I happen to agree with [the Kelo decision] 100 percent, not that I would want to use it. But the fact is, if you have a person living in an area that’s not even necessarily a good area, and government, whether it’s local or whatever, government wants to build a tremendous economic development, where a lot of people are going to be put to work and make area that’s not good into a good area, and move the person that’s living there into a better place — now, I know it might not be their choice — but move the person to a better place and yet create thousands upon thousands of jobs and beautification and lots of other things, I think it happens to be good.

Donald Trump is not one who respects property rights (other than his own). “Tremendous economic development” and “jobs” are great reasons to employ the full police power of government to take away someone’s property in the Donald’s world view.

I shudder to think of what a Donald Trump presidency would look like.
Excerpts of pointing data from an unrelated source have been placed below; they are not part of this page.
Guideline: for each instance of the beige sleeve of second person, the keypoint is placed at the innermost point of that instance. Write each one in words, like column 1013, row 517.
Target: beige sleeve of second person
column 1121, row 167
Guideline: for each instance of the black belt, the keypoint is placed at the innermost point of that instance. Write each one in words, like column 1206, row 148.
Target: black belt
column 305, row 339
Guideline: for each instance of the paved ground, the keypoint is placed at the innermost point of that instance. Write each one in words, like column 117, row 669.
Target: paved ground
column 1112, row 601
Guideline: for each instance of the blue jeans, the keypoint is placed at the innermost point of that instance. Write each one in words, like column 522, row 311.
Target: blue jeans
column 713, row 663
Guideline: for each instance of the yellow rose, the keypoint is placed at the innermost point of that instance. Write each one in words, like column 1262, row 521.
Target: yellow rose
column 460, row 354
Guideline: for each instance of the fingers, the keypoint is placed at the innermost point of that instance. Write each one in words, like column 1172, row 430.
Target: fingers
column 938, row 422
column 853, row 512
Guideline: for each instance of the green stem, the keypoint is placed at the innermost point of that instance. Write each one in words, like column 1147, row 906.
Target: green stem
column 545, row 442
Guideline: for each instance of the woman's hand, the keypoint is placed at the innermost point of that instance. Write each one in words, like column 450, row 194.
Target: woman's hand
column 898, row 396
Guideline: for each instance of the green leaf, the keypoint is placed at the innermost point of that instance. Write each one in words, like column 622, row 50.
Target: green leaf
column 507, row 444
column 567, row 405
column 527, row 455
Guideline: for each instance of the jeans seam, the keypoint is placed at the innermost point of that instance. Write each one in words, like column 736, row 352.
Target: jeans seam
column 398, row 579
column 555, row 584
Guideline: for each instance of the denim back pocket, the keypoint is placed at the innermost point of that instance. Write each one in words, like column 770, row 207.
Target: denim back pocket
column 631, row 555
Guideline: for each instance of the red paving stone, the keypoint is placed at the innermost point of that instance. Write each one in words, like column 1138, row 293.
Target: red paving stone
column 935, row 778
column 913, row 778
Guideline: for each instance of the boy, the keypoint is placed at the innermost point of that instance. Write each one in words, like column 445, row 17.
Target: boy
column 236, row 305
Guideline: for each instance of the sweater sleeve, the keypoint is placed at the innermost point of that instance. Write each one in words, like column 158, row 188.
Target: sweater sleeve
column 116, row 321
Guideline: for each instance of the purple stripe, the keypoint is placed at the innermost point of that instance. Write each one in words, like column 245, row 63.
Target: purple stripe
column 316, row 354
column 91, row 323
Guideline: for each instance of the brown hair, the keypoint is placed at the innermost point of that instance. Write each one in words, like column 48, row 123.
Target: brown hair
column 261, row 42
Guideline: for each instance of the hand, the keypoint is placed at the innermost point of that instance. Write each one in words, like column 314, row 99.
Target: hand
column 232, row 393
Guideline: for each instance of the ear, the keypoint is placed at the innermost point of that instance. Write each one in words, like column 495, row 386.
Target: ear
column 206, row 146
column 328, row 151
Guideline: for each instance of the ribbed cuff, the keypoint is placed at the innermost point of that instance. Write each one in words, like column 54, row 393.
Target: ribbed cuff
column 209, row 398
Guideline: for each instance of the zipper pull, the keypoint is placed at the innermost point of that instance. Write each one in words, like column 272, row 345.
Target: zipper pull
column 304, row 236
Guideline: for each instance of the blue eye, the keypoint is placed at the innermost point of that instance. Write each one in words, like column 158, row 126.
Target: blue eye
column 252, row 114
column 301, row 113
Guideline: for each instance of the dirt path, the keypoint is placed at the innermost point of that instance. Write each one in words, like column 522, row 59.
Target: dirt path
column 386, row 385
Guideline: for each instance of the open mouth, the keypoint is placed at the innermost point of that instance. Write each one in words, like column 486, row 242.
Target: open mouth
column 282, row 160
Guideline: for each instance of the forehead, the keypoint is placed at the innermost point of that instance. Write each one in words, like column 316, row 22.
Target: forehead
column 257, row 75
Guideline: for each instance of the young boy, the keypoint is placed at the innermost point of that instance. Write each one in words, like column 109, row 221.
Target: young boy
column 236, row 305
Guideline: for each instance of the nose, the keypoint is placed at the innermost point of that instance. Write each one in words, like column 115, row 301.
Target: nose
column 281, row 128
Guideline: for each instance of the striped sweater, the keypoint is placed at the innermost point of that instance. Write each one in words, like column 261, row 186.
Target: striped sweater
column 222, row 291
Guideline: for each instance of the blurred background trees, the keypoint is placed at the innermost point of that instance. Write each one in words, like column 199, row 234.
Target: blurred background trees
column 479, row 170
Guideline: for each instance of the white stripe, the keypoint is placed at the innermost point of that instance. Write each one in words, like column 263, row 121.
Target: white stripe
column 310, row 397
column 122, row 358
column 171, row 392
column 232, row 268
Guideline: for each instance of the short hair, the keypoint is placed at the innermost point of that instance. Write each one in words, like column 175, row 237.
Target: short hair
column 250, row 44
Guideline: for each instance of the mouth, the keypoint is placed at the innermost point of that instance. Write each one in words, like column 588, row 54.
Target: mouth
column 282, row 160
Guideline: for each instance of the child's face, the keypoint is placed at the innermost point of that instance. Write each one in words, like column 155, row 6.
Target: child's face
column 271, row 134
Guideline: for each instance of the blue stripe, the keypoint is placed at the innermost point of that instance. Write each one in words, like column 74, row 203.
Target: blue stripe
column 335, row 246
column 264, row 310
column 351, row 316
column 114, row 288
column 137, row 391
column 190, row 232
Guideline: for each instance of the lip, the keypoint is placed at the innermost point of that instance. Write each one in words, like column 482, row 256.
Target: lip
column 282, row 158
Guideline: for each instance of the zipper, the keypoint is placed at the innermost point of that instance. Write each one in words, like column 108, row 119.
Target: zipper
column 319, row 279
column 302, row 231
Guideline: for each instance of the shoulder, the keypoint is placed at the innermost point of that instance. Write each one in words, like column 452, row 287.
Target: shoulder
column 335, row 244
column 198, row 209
Imagine the Donald with control of our CIA and our military. The Donald doesn’t have any problem using force to get what the Donald wants.

Now consider President Trump with a vacancy on the U.S. Supreme Court. What sort of Justice would he appoint? Most likely one who would view Kelo quite favorably.

This bully, Donald Trump is the guy who is polling second place in some early Republican primary polls? Wake the hell up Republicans!